As a parent, you want to do all you can to keep your family safe. If you have teens living in your home, you will want to be aware of these specific scams that target young adults.
Teens and young adults are inexperienced and more trusting, and they can be easy to manipulate. Young people are also desperate to fit in, making them easy targets for scammers, hackers, and criminals.
The FTC claims that roughly 40% of scam victims are under the age of 29. Teens are very digital savvy, but they are less educated when it comes to protecting themselves against fraudsters.
Below are the most popular scams targeting teens and young adults.

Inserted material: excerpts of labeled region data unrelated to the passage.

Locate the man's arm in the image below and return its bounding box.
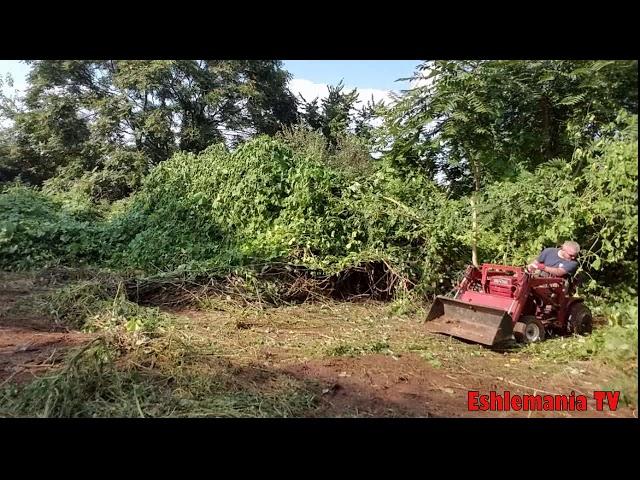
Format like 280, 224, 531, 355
542, 266, 567, 277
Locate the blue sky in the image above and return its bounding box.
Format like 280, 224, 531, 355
0, 60, 420, 106
284, 60, 420, 90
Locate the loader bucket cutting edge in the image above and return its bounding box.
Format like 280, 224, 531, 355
425, 297, 513, 346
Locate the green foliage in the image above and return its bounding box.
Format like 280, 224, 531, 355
480, 114, 638, 298
382, 60, 638, 194
0, 186, 104, 269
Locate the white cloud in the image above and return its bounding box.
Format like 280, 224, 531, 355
289, 78, 392, 107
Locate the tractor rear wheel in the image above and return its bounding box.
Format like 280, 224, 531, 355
567, 302, 593, 335
513, 315, 546, 343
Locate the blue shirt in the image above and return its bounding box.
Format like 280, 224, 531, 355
538, 248, 578, 275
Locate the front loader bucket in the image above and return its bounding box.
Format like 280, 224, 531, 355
426, 297, 513, 346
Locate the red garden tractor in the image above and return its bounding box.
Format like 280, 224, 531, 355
426, 264, 592, 346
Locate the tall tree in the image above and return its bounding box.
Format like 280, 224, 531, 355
0, 60, 297, 192
386, 61, 638, 264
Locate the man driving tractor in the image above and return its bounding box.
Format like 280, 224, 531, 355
425, 241, 592, 346
529, 240, 580, 277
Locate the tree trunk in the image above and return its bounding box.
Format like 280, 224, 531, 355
471, 196, 478, 267
471, 159, 480, 267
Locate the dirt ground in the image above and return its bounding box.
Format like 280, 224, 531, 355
0, 276, 637, 418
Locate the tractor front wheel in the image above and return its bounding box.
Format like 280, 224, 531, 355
567, 302, 593, 335
513, 316, 546, 343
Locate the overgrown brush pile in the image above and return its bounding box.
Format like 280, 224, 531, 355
0, 116, 638, 316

Since young people often don't know the difference, they may jump on ads they see for inexpensive top-brand items. Once they plunk down their babysitting money, they receive something that is "not as advertised" and pure junk. Luxury items don't go on sale for the prices advertised, and your teen has been duped.
Since teens live on social media, it's a great way for scammers to get to them. They use pop-up ads to lure kids in with promises of free money for taking surveys, prizes, or simply rewards for providing information. If your naive teen enters their information, their identity may be stolen, causing a lot more damage.
Your teen receives an email or sees a pop-up on a trendy website saying they have won a prize. They won't know not to click the link, which then infects their device with malware. In some scenarios, the criminals simply ask your young one to send a small "fee" for taxes, insurance, or shipping. They will never actually see any prize if they do.
Identity thieves will try various ways to get your teen to hand over their personally identifiable information (PII). Always counsel your kids not to give anyone their name, address, social security number, or birthdate unless you are involved.
As teens mature towards adulthood, they will start preparing to enter college. When they apply for scholarships or grants to help with the cost, they may encounter scams. There are a lot of legitimate scholarship programs available, but there are just as many scams out there too. If one of these programs asks for a fee upfront, it is probably a scam.
We've all seen them, ads that promise big money for doing very little. Often these scams involve pyramid schemes and other illegitimate ways to make money that don't ever result in anything except a lot of work and frustration. A kid looking to make money may jump at the chance to make a lot of cash quickly. Inform your kids about these "too good to be true" offers.
Watch out for fake job ads. The legitimate job boards are littered with scammers looking to snag new victims. Jobs promising big pay for very little is a red flag. Another scam is when they ask your teen to simply deposit checks and pay the money back out with their own check. What they don't realize is that the check they were sent is fake and will bounce, so now they are out their hard-earned money.
Online auctions are a great way to buy and sell used goods. However, these platforms are rife with fraudsters just waiting to pounce. If your teen tries to sell something online, make sure they do not send out the goods until the payment has fully cleared. Often fraudsters will urge the seller to send out the goods before they have issued payment. Make sure your kids know never to take the conversation offline (meaning out of the auction platform); this is another tactic used by scammers. Before allowing your teenager to buy something in an online auction, do your homework, check out the seller, read reviews, and make sure the product is legitimate.
Everyone loves free stuff. Teens may not be educated on the practice of scammers offering free downloads, software, and games but what they are really getting is a bag full of malware. Sit down with your kids and inform them of the dangers of accepting anything "free" online; it usually comes with strings.
Kids may be excited by the prospect of taking surveys to get a free gift card, and those do exist, but many survey opportunities are simply a ruse to get your information for identity theft.